I enjoyed the Ark much more than the Creation Museum.  They were both good, but the Ark was much better.


----------



## specialk (Jul 15, 2021)

where did ya'll stay?


----------



## Doboy Dawg (Jul 15, 2021)

specialk said:


> where did ya'll stay?



Dry Ridge, Kentucky for the Ark and Lawrenceburg, Indiana for the Creation Museum.  We stayed close to the Museum because we were there from 10am-3pm and again from 9pm to midnight for the Stargazer Planetarium show.


----------



## Flash (Jul 17, 2021)

Everyone should see the ark, if memory serves me correct, the Bible has a description of the measurements.  Some debate the actual meaning of the cubits (unit of measurement) given in the Bible.  Basically there are three schools of thought on how large the ark would have been.       The Kentucky Ark was built using the SMALLEST of the three, so it could have been much larger than this one. 

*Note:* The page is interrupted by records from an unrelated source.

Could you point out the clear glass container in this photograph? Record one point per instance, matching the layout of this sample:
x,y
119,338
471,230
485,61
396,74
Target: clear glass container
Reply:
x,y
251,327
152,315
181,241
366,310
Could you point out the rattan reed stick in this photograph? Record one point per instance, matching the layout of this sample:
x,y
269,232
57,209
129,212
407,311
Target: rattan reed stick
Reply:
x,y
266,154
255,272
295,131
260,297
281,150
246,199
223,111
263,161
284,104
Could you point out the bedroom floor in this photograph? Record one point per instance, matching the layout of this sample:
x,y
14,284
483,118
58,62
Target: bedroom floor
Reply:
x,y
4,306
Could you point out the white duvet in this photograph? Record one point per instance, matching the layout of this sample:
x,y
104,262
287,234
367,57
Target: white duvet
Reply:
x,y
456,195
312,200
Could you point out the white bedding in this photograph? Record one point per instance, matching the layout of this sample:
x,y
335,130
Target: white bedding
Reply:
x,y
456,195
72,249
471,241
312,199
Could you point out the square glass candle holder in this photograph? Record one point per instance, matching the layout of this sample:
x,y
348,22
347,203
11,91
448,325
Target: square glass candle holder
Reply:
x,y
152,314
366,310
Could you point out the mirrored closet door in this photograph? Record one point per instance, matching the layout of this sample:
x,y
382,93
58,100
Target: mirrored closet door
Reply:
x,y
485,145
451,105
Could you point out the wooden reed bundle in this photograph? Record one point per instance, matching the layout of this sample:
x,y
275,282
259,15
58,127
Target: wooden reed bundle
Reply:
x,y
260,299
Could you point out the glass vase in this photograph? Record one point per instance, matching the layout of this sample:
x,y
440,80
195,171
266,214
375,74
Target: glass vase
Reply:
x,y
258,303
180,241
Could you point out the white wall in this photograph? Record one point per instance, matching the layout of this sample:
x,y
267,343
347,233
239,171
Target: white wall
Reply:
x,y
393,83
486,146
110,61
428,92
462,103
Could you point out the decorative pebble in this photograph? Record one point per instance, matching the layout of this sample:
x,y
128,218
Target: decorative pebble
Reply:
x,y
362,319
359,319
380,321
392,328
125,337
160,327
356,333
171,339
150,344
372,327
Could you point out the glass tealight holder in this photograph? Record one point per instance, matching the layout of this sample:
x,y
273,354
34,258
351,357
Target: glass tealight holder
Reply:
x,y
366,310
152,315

 BUT most of our children's books have a picture of a small boat with animals hanging out all over the place, which can destroy/question ones faith.   the Kentucky Ark paints a much truer picture IMO


----------



## Milkman (Jul 17, 2021)

Added both of these attractions  to my bucket list. ??


----------



## Crakajak (Jul 17, 2021)

Milkman said:


> Added both of these attractions  to my bucket list. ??


The restaurant at the ark is really good for a buffet!!!!!!!!!


----------